I noticed some of that "excessive comma use" thing, (sorry, that's just me being picky) but the only time it really got out of hand was here:

"Inwardly he wished that some kind of atomic enemy would come along and start to scare everyone so that the Loonatics had something to do, but almost as fast as he wished, he regretted speaking on his desires, because a huge, ground-shaking, beam-shooting giant robot made little earthquakes as it walked along, crushing tents, and sending people frantically running away."

One sentence. One way to avoid this type of thing is to read it out loud, either to yourself or to someone else, and see how it sounds when you say it. Because it may look fine on paper (so to speak), or you may not notice how many commas you're using, but when you say it out loud it's a little much. Not that this sentence is grammatically incorrect or anything, it's perfectly fine. It's just a mouthful. You know?

The comma thing really doesn't take away anything from the piece, because like I said it's all correct. In fact I think you only had ONE spelling error ("fgelt"), which is VERY IMPRESSIVE considering that I'm assuming you edited this yourself (no reason for you shouldn't, since you're so good at it :).

You wrote Rev very well, and at the beginning I got a good understanding of how the rest of the team thought of him, which was good. Pretty much I just loved it. :) That whole bit with the "stupid stupid stupid" thing was adorable, and sounded just like Rev in a pouty mood. You did a great job comparing and describing the shoes- they sound despicable (ha ha).

Two more tiny anal stupid picky insignificant details (Sorry but I just want to give rounded feedback like you always give me :). First, there was this:

" Rev Runner was known amongst his friends for being the fun-loving happy-go-lucky speed demon that ranks ten in the likability factor, any person that had such a good-natured personality surely could never truly hate a thing, right?"

There needs to be a semicolon instead of a comma between "factor" and "any" because they are two sentences that you want to link together. No big deal, it just helps with the flow.

And also there was a part where you put "strait" where I think you meant "straight." Both are words, but a strait is a narrow passage of water connecting two large oceans. :) I bet that was just spellchecker though. I kind of feel bad for even pointing it out.

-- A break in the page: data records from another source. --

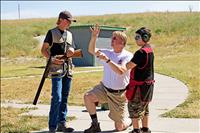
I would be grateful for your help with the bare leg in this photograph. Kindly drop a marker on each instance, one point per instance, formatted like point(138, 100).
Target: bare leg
point(119, 126)
point(135, 123)
point(90, 99)
point(145, 121)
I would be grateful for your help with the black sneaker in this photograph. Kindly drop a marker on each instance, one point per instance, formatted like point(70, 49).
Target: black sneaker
point(94, 128)
point(148, 131)
point(63, 128)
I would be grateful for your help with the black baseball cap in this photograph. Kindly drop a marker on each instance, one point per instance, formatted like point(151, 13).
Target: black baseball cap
point(66, 15)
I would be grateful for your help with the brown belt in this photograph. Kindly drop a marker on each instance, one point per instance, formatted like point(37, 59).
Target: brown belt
point(114, 91)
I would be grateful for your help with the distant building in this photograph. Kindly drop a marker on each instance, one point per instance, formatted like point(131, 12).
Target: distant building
point(82, 34)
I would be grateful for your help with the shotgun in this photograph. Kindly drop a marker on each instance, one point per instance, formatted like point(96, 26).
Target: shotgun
point(77, 54)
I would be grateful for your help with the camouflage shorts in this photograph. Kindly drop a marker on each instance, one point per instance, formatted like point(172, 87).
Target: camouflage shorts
point(137, 108)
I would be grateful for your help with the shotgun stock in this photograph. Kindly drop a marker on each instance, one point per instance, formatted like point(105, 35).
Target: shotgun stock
point(77, 54)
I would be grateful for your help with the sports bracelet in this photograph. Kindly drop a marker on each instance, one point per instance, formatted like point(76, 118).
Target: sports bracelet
point(108, 61)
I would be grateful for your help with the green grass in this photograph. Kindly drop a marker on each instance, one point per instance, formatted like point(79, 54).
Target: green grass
point(175, 37)
point(12, 121)
point(24, 88)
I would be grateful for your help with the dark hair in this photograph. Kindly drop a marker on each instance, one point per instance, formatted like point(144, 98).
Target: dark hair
point(145, 33)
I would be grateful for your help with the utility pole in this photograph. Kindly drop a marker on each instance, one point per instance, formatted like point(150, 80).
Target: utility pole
point(19, 10)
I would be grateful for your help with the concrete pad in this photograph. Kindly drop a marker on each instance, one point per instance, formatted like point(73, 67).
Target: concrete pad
point(168, 93)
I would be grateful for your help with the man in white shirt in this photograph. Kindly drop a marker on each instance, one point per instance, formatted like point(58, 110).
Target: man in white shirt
point(111, 89)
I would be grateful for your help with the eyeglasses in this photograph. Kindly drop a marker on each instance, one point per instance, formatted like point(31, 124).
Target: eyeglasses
point(138, 37)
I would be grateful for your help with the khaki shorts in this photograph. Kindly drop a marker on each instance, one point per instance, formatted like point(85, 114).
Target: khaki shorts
point(116, 102)
point(137, 108)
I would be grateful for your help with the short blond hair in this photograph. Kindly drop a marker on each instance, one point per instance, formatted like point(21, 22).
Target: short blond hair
point(122, 35)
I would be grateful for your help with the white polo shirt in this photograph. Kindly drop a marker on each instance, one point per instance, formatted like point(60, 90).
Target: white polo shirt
point(110, 78)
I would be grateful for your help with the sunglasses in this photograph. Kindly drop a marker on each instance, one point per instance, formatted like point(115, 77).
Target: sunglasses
point(138, 37)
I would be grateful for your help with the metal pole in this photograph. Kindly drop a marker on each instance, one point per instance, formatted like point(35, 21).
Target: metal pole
point(19, 10)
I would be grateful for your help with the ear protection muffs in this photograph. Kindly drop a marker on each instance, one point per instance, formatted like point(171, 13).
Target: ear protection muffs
point(145, 34)
point(145, 37)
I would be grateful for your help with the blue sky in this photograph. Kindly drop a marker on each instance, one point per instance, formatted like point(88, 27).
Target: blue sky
point(47, 9)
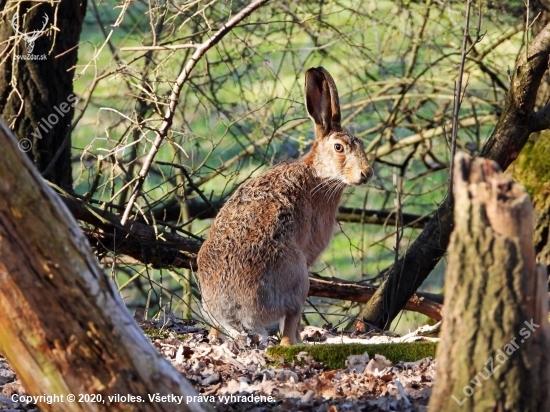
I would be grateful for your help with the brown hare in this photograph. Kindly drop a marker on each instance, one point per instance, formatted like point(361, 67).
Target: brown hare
point(252, 269)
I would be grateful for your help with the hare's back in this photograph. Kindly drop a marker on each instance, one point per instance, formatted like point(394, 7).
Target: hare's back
point(259, 224)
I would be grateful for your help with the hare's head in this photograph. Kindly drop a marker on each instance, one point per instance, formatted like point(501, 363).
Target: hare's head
point(335, 154)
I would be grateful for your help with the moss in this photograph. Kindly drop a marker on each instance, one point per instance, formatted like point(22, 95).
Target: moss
point(532, 168)
point(334, 356)
point(153, 334)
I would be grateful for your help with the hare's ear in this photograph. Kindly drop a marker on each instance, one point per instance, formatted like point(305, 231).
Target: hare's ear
point(322, 101)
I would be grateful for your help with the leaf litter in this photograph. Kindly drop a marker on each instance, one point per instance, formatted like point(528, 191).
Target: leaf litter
point(226, 373)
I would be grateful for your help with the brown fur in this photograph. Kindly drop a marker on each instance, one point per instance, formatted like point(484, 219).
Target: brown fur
point(253, 266)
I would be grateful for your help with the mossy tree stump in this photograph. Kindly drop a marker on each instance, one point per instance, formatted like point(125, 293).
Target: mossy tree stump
point(493, 354)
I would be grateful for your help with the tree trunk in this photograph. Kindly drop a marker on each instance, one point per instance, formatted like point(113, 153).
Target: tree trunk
point(36, 95)
point(493, 354)
point(517, 121)
point(64, 328)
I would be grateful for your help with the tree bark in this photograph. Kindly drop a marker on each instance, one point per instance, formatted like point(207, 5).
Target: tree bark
point(64, 327)
point(494, 350)
point(517, 121)
point(36, 96)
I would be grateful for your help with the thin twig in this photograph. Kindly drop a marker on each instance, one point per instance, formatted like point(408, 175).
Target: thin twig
point(458, 94)
point(174, 97)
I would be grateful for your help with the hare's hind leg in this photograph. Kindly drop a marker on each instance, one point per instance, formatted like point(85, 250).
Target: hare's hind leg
point(290, 324)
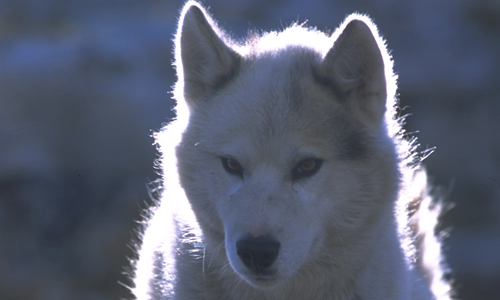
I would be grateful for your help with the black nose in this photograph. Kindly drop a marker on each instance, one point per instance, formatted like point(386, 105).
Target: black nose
point(257, 253)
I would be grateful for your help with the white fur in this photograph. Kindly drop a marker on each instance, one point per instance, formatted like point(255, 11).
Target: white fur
point(344, 232)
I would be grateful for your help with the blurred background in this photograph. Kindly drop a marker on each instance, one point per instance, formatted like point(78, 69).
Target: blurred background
point(83, 83)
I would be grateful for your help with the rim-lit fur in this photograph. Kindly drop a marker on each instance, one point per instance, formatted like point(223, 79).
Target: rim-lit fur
point(268, 104)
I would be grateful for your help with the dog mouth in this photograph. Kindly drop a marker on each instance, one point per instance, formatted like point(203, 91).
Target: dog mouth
point(262, 281)
point(257, 257)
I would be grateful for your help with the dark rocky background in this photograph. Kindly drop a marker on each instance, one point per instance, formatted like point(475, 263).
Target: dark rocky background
point(83, 83)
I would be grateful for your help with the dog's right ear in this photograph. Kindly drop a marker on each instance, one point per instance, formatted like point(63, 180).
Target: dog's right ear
point(204, 61)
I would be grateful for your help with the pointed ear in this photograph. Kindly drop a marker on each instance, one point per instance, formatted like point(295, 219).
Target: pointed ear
point(204, 61)
point(355, 68)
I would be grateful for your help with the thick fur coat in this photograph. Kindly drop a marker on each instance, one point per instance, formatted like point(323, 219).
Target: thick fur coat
point(286, 174)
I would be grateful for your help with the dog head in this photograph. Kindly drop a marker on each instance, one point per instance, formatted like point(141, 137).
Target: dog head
point(286, 156)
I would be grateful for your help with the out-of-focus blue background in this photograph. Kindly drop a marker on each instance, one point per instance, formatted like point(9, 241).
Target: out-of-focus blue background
point(83, 83)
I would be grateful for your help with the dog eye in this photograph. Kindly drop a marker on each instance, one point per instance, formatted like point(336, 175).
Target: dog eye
point(232, 166)
point(306, 168)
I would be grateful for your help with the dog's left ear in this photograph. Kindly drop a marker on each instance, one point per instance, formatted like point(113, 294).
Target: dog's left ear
point(355, 67)
point(204, 61)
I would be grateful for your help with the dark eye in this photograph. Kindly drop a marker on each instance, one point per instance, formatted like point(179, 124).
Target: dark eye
point(232, 166)
point(306, 168)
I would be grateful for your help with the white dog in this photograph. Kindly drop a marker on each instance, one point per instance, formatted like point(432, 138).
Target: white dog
point(286, 175)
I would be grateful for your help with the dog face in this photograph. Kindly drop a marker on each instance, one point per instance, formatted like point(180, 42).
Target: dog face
point(284, 154)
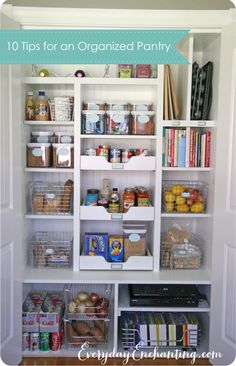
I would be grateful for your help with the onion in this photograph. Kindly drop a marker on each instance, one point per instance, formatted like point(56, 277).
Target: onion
point(94, 297)
point(82, 296)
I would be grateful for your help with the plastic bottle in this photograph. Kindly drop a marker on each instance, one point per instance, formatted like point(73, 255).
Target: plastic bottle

Anyhoo, to sum up this whole ridiculously long thing, I loved it, hope there's more coming, please feel free to ignore my irritating nitpicky-ness. Very nice.

-Reenie
words-with-dragons chapter 1 . 11/13/2011
THAT WAS AMAZING! Rev WOULD hate shoes, wouldn't he? ;) I luv it! Who ever though sweet, speedy Rev would hate anything! ) 3
DC-Kitty21 chapter 1 . 11/13/2011
This story made me laugh! I also thoughtthe same. Rev hate somethin'? Push-a! And then this story. Haha, looks like we finally found Rev's enemy! I love it!